One of the key areas that technology is supposed to help is ensuring your systems are always available to support customers. Customers expect it to “just work,” or they might leave you for a more reliable competitor. However, you’re yet to experience genuinely “perfect systems,” and the bill for keeping systems up and running just keeps growing — even without any correlation to increased customer happiness or satisfaction.
By striving for 100% uptime (or perfection), you kill the opportunity to get outsized margins.
Is there a better way? The modern approach to measuring and managing this trade-off in resource investment and risk management is called service level objectives (SLOs). You’re undoubtedly familiar with SLAs (Service Level Agreements); how are SLOs different?
SLOs vs SLAs
An SLO is a reliability goal, expressed as a percentage of moments or events that are “good” relative to the total over time. Unlike SLAs, these goals represent the ideal balance between reliable enough to make customers happy and imperfect enough to allow profitability.
Finding the sweet spot between high performance and perfection is the precise function of an SLO – measuring your data to find that happy place between failure and success. Of course, with any amount of complexity comes risk. And without a certain amount of risk, there’s no room for reward. By striving for 100% uptime (or perfection), you kill the opportunity to get outsized margins. Think about this analogy: if you back a low-risk investment, you’re going to get a low return. To get a higher return on investment, you need to accept some risk. Technology investments work the same way, and SLOs model complex software systems’ risk/reward function.
Setting a baseline for expectations, creating clear penalties for underperformance, and clarifying dispute resolution are the fundamentals of a Service Level Agreement (SLA). Businesses have been using them for decades as a kind of insurance policy for businesses and customers alike. In reality, all they do is keep your product from finding the “edge of excellence” for your customer service. SLAs are content to live in a place of mediocrity. That’s not a place you want to send your business. But, if you move beyond SLAs to SLOs, you’ll be investing money in delivering excellent service at a reasonably low cost.

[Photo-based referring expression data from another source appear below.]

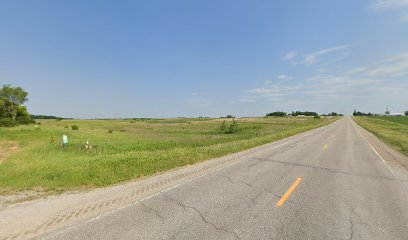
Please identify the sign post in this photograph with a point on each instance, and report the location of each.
(64, 140)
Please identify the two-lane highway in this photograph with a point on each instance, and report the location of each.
(327, 185)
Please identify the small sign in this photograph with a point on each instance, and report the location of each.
(65, 139)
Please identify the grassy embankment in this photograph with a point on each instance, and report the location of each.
(390, 129)
(126, 149)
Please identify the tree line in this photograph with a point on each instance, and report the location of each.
(297, 113)
(12, 111)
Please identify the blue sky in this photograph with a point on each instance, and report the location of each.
(92, 59)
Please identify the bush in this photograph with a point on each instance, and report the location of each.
(7, 122)
(233, 127)
(223, 127)
(276, 114)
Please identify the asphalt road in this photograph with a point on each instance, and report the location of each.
(328, 185)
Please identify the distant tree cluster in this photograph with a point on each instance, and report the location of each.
(297, 113)
(307, 113)
(358, 113)
(45, 117)
(12, 111)
(277, 114)
(333, 114)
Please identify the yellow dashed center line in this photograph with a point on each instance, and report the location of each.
(288, 193)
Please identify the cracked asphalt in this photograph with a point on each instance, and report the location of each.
(346, 192)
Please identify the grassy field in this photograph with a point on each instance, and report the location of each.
(32, 158)
(390, 129)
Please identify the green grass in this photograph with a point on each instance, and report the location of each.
(390, 129)
(126, 149)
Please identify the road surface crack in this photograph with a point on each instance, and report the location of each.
(185, 206)
(154, 211)
(351, 229)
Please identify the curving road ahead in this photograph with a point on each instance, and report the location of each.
(329, 184)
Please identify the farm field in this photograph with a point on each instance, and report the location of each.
(391, 129)
(32, 158)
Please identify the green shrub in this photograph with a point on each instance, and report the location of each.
(234, 128)
(7, 122)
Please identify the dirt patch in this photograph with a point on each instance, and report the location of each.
(6, 149)
(9, 199)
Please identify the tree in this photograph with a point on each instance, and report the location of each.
(277, 114)
(12, 98)
(12, 112)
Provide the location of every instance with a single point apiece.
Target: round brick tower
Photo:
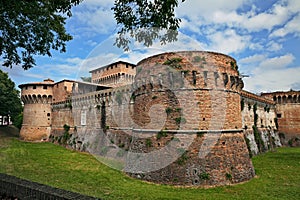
(186, 112)
(37, 98)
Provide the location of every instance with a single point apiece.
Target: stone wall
(181, 118)
(15, 188)
(37, 99)
(62, 91)
(114, 75)
(287, 114)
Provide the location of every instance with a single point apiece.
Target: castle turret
(37, 99)
(193, 97)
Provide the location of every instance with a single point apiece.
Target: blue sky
(263, 36)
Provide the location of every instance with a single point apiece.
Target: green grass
(278, 175)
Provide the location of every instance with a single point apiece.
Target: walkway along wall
(287, 115)
(259, 123)
(178, 123)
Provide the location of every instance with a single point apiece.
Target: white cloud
(273, 80)
(277, 62)
(228, 41)
(272, 74)
(273, 46)
(252, 59)
(292, 27)
(100, 21)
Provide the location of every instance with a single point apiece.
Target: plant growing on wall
(148, 142)
(242, 104)
(169, 110)
(204, 176)
(255, 114)
(119, 97)
(276, 122)
(174, 63)
(179, 120)
(184, 156)
(248, 146)
(161, 134)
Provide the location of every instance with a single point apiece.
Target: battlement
(115, 74)
(281, 97)
(255, 97)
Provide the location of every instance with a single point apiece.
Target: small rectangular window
(194, 77)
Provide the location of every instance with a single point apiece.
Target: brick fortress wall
(37, 99)
(194, 99)
(287, 114)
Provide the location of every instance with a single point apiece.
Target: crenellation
(192, 99)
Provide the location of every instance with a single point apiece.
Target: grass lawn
(278, 175)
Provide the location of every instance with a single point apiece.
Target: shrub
(204, 176)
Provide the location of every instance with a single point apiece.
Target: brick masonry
(190, 99)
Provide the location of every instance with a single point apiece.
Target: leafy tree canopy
(146, 21)
(10, 103)
(34, 27)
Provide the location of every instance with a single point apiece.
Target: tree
(10, 103)
(146, 21)
(35, 27)
(29, 28)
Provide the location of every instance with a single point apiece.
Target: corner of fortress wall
(204, 121)
(191, 100)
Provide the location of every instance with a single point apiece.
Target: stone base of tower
(226, 162)
(31, 133)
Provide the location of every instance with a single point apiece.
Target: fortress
(178, 118)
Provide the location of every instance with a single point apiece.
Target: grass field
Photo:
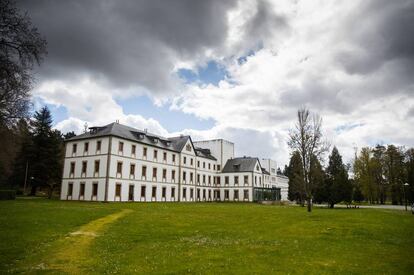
(74, 237)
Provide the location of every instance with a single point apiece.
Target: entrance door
(131, 193)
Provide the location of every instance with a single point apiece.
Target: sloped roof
(244, 164)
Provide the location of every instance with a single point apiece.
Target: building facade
(119, 163)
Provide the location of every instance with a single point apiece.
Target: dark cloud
(126, 43)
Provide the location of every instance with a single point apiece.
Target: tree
(306, 138)
(21, 47)
(294, 172)
(337, 182)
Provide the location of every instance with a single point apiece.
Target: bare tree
(21, 47)
(306, 138)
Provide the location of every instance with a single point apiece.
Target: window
(143, 190)
(72, 168)
(70, 189)
(154, 173)
(119, 168)
(154, 192)
(144, 171)
(131, 193)
(84, 167)
(118, 190)
(94, 189)
(132, 170)
(236, 194)
(96, 169)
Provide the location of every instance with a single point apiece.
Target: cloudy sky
(237, 70)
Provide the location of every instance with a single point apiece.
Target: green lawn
(201, 238)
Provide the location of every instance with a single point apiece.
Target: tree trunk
(309, 202)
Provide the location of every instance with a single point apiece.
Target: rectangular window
(70, 189)
(72, 168)
(131, 193)
(144, 171)
(118, 190)
(94, 189)
(96, 169)
(143, 190)
(119, 168)
(132, 170)
(154, 173)
(84, 167)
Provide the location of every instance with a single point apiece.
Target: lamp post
(405, 198)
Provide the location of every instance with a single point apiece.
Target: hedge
(7, 194)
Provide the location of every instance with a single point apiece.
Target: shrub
(7, 194)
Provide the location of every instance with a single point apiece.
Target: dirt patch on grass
(71, 253)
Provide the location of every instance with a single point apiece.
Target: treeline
(32, 155)
(380, 175)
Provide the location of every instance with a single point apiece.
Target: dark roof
(244, 164)
(126, 132)
(115, 129)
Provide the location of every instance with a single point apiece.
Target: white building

By setting SLOs, you can focus on what matters to your bottom line and your investment limit. But why would you, a CFO, care about something you view as “code”? Throwing a bunch of math on a page and giving that to you won’t do it. However, if we present this data to you in an easy-to-digest format, you’ll immediately start seeing financial opportunities. Here’s an example:
U.S. Shoe Shoppers Purchasing On Black Friday: Sales Risk Analysis
You can see the economic impact of spending $10000 vs. $100 to operate at 99% versus 99.99% – an easy financial decision brought to you by SLOs.
Where can I save money?
You’re most likely already aware of issues with your product. You can use this knowledge to create SLOs to understand what those issues are. For example, in a marketing context, if the web-user-leads or leads-to-conversion metrics look good, you can focus your investments elsewhere because you know you’re building on a stable foundation.
Finding the “edge of excellence” should always be your goal when creating SLOs. In other words, an SLO will define the acceptable level of reliability for your site while maintaining a reasonable efficiency in the underlying costs to support it. You need to set your expectations (and your SLOs) at a high-but-not-perfect threshold. If you put them lower than this, you could lose customers, and if you set them higher, you’re probably spending too much money.
Let’s look at this scenario: A user’s free trial experience. If we create SLOs within this journey (arriving on your page after googling, clicking the trial button, leaving your site) and put it in terms of business impact, we get a clear picture of the bottom line – goodbye, customer! From there, we can then see which metrics to use to most accurately track the user experience. By determining the length of the SLO, we can start adjusting to meet your reliability goals consistently – hello customer and hello profit.
The bottom line
As a CFO, your number one job is to keep an eye on the money, and to do this, you need SLOs. Monitoring tools are great, but they’re only a stepping stone in the climb towards achievable perfection – or near perfection. Throw out the SLA, adopt SLOs and watch as your costs stay down while customer happiness goes up.